Turn on oven broiler, setting it on high. Insert a digital thermometer into fish and place baking sheet on top rack of oven, directly beneath broiler. (If you don’t have an ovenproof thermometer, test fish with any kind of instant-read food thermometer after 10 minutes and retest until correct temperature.)

Broil salmon on high until it reaches an internal temperature of 135 degrees, about 15 to 20 minutes. Remove from oven and allow to rest 10 minutes before serving.
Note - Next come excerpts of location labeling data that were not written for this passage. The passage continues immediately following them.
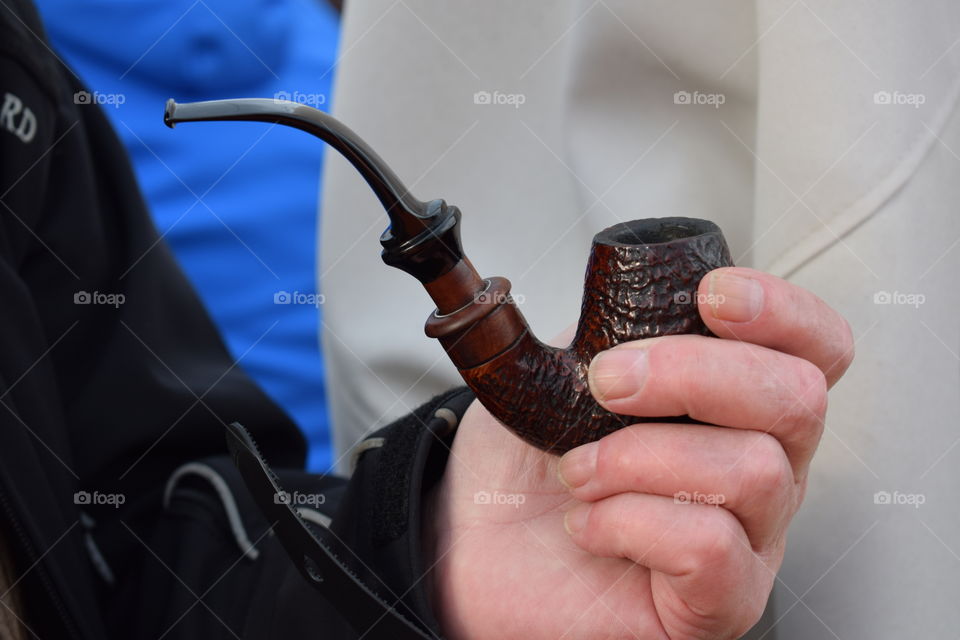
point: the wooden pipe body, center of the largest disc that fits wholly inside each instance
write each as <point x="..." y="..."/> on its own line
<point x="641" y="282"/>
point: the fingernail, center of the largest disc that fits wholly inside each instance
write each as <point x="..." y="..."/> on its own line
<point x="576" y="466"/>
<point x="618" y="373"/>
<point x="735" y="298"/>
<point x="576" y="519"/>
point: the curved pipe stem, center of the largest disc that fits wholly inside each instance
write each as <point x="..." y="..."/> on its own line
<point x="408" y="215"/>
<point x="641" y="282"/>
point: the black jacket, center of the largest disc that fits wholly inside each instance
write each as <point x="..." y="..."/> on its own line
<point x="112" y="378"/>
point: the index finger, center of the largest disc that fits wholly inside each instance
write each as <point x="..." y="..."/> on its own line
<point x="743" y="304"/>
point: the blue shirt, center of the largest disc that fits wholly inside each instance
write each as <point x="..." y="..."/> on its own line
<point x="237" y="202"/>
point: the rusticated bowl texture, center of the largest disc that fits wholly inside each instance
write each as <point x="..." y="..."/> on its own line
<point x="641" y="282"/>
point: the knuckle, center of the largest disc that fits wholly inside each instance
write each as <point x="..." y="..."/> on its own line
<point x="766" y="470"/>
<point x="716" y="544"/>
<point x="811" y="390"/>
<point x="615" y="455"/>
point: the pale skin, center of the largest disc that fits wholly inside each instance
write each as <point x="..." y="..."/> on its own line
<point x="602" y="543"/>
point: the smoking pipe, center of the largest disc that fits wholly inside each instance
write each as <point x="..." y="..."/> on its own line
<point x="641" y="282"/>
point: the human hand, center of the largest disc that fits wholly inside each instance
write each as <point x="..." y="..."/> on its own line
<point x="657" y="530"/>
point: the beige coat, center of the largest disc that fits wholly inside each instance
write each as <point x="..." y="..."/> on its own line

Makes 10 to 12 servings.

Liz Theisen’s strawberries Romanoff in meringues

2 quarts ripe strawberries, washed

1 6-ounce can frozen orange juice concentrate, defrosted

1 cup port wine

Sugar

3 tablespoons Mandarine Napoleon liqueur

2 cups heavy whipping cream

Meringues (recipe follows)

Flowers or flower petals or shelled pistachios

Hull strawberries and place in a large bowl. Add orange juice concentrate and port and season to taste with a little sugar, if desired. Gently stir and allow berries to mellow in this mixture for 2 hours.

Add Mandarine liqueur, taste and add more sugar, if desired. Whip cream with or without sugar to taste. Fill meringue shells with berries, garnish with flowers or pistachios and serve with whipped cream on the side. Makes 10 servings

FORGOTTEN MERINGUES:

These meringues bake while you sleep.

6 egg whites

1½ teaspoons lemon juice or ½ teaspoon cream of tartar

2 cups sugar

Beat egg whites with lemon juice or cream of tartar until frothy. Gradually add sugar and beat until stiff and glossy. Pipe into 12 nest shapes or drop by small spoonfuls in circles on brown paper on a baking sheet.

Place tray in preheated 400-degree oven, close door and turn off the heat. (Don’t peek.) Let stand overnight in the oven. Meringues will be baked by morning. Makes 12 meringues.